As cloud providers touted the lower IT costs of moving to the cloud, as well as increased agility, “cloud first” became the mantra for mid- to large-sized companies. While some of these organizations struggled in the beginning to make the transition, ultimately, they were successful in migrating many of their less-critical apps to the cloud.
As several high visibility outages hit leading cloud providers, businesses began to think twice about putting business-critical apps in the public cloud. Performance issues also arose, as it became clear that most cloud providers could deliver on service level agreement (SLA) guarantees when it came to availability, but were not able to offer SLAs based on user response times or performance.

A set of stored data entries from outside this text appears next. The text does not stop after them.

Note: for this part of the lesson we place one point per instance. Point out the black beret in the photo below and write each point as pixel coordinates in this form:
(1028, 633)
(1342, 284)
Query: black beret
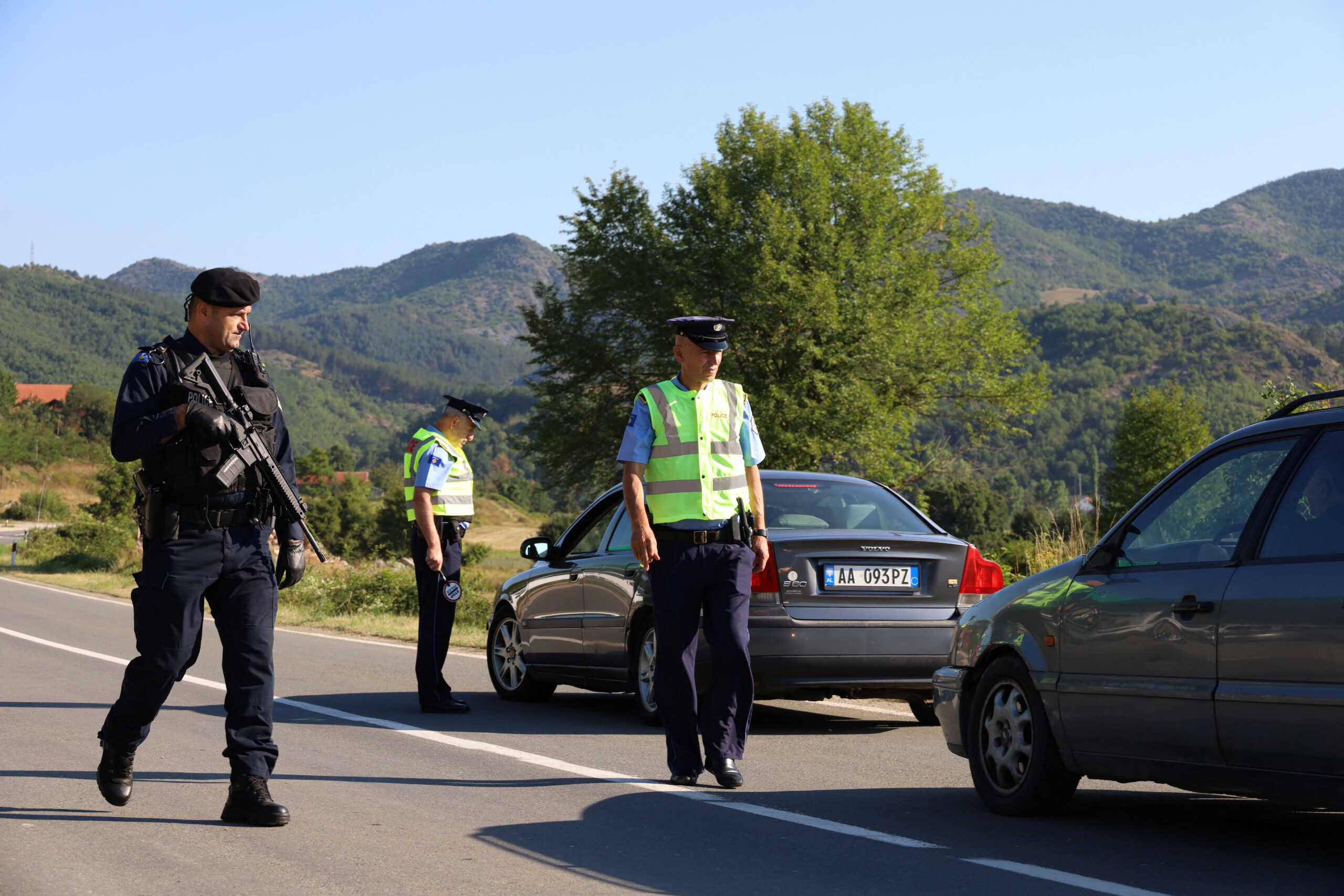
(475, 412)
(226, 288)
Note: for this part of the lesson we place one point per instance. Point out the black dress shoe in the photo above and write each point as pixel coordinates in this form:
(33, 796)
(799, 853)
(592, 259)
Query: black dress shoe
(250, 804)
(452, 704)
(725, 772)
(114, 773)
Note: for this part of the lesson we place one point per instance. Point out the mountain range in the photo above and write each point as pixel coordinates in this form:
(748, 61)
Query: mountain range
(1217, 299)
(1276, 250)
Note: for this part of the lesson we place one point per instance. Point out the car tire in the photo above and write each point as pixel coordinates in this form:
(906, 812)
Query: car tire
(643, 661)
(507, 667)
(924, 711)
(1014, 760)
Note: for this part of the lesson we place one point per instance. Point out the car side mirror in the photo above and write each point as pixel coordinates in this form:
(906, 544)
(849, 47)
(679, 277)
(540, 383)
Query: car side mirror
(537, 549)
(1102, 558)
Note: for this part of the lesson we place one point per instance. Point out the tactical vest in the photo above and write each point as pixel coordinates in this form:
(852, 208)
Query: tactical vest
(183, 464)
(455, 499)
(695, 471)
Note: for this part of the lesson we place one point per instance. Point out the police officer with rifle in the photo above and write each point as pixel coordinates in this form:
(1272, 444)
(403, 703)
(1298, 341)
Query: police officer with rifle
(218, 475)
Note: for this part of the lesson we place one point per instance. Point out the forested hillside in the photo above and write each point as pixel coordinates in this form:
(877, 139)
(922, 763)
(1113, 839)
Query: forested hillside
(65, 328)
(1270, 249)
(471, 289)
(1101, 352)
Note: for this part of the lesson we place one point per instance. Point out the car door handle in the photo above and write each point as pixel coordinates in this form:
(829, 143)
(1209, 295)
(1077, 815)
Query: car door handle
(1190, 605)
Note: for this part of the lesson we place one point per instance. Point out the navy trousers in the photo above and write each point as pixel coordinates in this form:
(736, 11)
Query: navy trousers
(437, 614)
(686, 581)
(232, 570)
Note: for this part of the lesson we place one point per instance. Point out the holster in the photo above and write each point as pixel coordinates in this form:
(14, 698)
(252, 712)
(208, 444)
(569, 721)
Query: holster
(450, 531)
(151, 510)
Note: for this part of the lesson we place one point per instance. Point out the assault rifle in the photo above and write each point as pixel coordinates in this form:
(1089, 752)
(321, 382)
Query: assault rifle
(250, 452)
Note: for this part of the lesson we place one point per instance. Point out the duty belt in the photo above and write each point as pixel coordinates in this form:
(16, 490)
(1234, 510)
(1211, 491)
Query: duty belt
(694, 536)
(225, 518)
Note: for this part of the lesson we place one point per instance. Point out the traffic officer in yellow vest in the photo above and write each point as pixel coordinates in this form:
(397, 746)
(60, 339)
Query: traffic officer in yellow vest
(691, 456)
(438, 503)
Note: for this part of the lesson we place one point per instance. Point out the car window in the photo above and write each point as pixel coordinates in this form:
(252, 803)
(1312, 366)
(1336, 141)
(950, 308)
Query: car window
(588, 539)
(620, 539)
(804, 503)
(1309, 520)
(1201, 518)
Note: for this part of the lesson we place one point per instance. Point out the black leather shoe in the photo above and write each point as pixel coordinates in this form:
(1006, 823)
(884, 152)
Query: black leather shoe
(250, 804)
(725, 772)
(114, 775)
(452, 704)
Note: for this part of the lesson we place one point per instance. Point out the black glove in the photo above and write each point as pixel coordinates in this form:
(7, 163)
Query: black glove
(289, 565)
(213, 425)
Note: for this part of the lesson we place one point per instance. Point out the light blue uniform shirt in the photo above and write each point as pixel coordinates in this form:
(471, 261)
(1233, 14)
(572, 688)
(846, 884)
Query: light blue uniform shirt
(436, 464)
(637, 446)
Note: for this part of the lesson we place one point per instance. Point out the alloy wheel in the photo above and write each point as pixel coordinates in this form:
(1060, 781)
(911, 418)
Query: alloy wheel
(644, 669)
(507, 656)
(1006, 736)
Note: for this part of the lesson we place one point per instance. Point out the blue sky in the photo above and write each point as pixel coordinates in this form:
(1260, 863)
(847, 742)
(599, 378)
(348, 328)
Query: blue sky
(298, 139)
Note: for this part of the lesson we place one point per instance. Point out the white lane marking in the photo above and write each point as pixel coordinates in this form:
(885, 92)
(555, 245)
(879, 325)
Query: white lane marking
(1064, 878)
(124, 602)
(77, 594)
(536, 760)
(843, 704)
(380, 644)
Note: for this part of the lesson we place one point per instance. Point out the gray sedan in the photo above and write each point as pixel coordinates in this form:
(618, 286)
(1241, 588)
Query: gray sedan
(1201, 644)
(859, 599)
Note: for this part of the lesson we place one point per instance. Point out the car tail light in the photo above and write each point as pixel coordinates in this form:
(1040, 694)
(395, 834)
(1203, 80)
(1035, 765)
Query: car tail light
(765, 585)
(979, 578)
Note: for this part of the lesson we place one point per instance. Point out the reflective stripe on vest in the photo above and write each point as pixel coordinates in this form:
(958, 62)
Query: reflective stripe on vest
(455, 499)
(697, 469)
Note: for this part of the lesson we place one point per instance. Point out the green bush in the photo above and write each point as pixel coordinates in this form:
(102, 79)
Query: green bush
(383, 590)
(80, 547)
(355, 590)
(474, 554)
(53, 507)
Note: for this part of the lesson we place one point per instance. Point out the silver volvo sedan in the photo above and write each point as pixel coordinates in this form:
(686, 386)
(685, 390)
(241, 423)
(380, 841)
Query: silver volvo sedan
(1201, 644)
(859, 599)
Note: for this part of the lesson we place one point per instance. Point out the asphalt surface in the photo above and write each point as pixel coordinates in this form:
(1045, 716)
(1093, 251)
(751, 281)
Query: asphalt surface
(562, 797)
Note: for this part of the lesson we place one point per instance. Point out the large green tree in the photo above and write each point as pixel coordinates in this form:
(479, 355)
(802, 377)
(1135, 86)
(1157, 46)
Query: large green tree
(1159, 429)
(863, 296)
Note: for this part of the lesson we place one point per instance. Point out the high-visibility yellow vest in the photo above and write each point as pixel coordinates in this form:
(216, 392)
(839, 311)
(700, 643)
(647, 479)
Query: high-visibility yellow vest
(455, 499)
(697, 471)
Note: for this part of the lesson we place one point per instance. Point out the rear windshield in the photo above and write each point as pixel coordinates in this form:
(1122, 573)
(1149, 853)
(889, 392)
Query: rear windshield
(802, 503)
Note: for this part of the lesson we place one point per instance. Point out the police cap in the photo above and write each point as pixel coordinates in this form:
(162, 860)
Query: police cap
(706, 332)
(226, 288)
(475, 412)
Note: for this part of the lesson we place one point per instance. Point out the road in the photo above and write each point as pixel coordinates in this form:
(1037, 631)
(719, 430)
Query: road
(563, 797)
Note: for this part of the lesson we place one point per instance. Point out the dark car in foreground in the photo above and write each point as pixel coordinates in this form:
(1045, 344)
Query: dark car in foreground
(1199, 644)
(859, 599)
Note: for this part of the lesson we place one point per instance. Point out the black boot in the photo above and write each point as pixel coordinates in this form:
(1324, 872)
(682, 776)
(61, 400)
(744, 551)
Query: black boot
(725, 772)
(114, 775)
(250, 804)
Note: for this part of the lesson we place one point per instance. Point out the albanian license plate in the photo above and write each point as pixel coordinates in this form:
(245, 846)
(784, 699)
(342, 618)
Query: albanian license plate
(869, 577)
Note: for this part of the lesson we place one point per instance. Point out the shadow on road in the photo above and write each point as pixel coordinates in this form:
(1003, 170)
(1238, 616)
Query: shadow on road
(1162, 841)
(563, 714)
(222, 777)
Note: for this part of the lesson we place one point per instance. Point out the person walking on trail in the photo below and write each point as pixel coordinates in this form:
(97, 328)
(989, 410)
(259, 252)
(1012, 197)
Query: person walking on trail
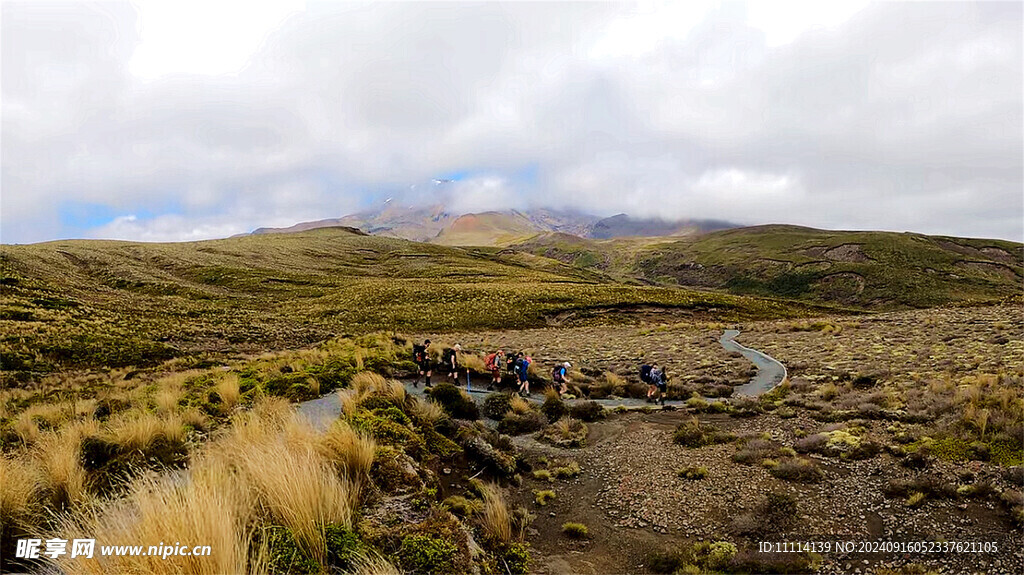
(421, 356)
(645, 370)
(658, 379)
(494, 364)
(560, 377)
(451, 359)
(522, 370)
(510, 364)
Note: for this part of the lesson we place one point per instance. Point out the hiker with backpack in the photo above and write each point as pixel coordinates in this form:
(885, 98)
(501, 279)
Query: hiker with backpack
(659, 381)
(522, 371)
(494, 364)
(560, 377)
(645, 378)
(451, 358)
(421, 356)
(510, 360)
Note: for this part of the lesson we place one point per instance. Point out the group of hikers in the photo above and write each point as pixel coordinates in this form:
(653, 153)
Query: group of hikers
(517, 365)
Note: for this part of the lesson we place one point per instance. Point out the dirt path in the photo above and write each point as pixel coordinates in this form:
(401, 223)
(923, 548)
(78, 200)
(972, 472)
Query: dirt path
(771, 372)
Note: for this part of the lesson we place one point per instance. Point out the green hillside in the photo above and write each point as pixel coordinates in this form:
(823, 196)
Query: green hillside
(867, 269)
(97, 303)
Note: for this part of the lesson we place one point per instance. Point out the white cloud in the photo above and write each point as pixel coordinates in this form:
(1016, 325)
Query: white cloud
(895, 116)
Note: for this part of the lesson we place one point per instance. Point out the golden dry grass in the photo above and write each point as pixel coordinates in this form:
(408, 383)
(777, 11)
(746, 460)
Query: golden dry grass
(349, 450)
(22, 483)
(58, 457)
(301, 490)
(427, 412)
(227, 389)
(496, 519)
(213, 506)
(519, 405)
(137, 430)
(374, 564)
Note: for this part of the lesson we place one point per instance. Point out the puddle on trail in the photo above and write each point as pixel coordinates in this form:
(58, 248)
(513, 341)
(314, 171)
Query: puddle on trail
(323, 410)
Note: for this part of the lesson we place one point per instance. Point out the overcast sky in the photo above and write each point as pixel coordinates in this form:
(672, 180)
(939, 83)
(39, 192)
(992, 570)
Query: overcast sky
(187, 120)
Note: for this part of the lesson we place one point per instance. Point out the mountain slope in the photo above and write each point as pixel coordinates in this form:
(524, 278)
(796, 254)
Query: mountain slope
(869, 269)
(488, 228)
(623, 225)
(434, 223)
(99, 303)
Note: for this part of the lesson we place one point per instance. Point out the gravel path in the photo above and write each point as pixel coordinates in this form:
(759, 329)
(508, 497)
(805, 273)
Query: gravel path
(771, 372)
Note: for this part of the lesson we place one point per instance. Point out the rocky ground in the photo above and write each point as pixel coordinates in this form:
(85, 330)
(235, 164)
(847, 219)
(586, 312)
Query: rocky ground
(629, 494)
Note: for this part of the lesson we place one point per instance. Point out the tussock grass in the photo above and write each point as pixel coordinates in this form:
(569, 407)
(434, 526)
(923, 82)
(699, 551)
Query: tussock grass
(349, 450)
(137, 430)
(22, 484)
(166, 399)
(496, 519)
(519, 405)
(300, 490)
(228, 390)
(58, 455)
(473, 362)
(374, 564)
(427, 412)
(214, 506)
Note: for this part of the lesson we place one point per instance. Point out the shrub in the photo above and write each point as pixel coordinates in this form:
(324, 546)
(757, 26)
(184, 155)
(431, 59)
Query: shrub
(692, 473)
(816, 443)
(587, 411)
(568, 471)
(915, 499)
(717, 555)
(496, 405)
(553, 407)
(343, 545)
(455, 401)
(666, 563)
(543, 496)
(516, 424)
(931, 485)
(775, 513)
(385, 427)
(755, 450)
(693, 434)
(863, 450)
(565, 433)
(576, 530)
(512, 559)
(484, 449)
(696, 404)
(285, 555)
(463, 506)
(428, 555)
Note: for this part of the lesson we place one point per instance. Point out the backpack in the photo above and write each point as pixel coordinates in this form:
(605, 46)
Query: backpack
(656, 377)
(558, 373)
(645, 372)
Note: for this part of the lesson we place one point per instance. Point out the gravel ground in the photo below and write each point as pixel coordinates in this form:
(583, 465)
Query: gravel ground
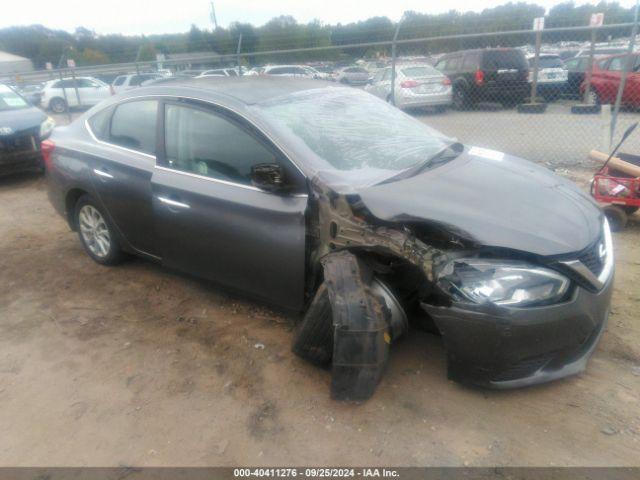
(137, 365)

Some businesses also noted inflated expectations and industry pressure as factors that led them into the cloud too early in the first place. Those who moved the bulk of their company’s IT assets to the cloud before they were ready soon found themselves overwhelmed and underprepared for the kind of support the public cloud demanded. This peer pressure, coupled with notable public cloud outages, left IT leaders feeling conflicted. They wanted to maintain control over their applications and ensure their security, but didn’t want to be labeled as laggards when it came to cloud adoption.
Taking A Step Back
Most companies with limited internal resources don’t have the ability to “DIY” for their own cloud environments; so why are we seeing smaller, non-hyperscale organizations “unclouding” and bringing their applications back in-house?
After being deployed in the public cloud for a year or two, IT leaders began conducting detailed cost and performance analysis and comparisons between their public cloud workloads and those they kept on-premise. As more organizations began to see that their cloud deployments were costing them the same – or even more – than their on-premise environments, the justification for public cloud deployments based purely on cost lost its appeal.
The cloud is no longer an “all or nothing” solution, and business leaders shouldn’t make their deployment decisions as if it were. Business leaders are becoming more selective when deciding which applications they want deployed in the cloud and which they want to keep on-premise. I call this intelligence workload placement. Because of this, we’re seeing a new generation of companies that are taking a hybrid approach to their application deployments and are embracing both the benefits of public cloud and on-premise infrastructure. They are deploying applications where they offer the optimal cost/performance tradeoff.
Combined with a comprehensive monitoring platform to help measure real-time performance, health and utilization of the on-premise infrastructure, this hybrid approach to application deployments allows organizations to better control costs, assure performance and respond more rapidly to changing business conditions.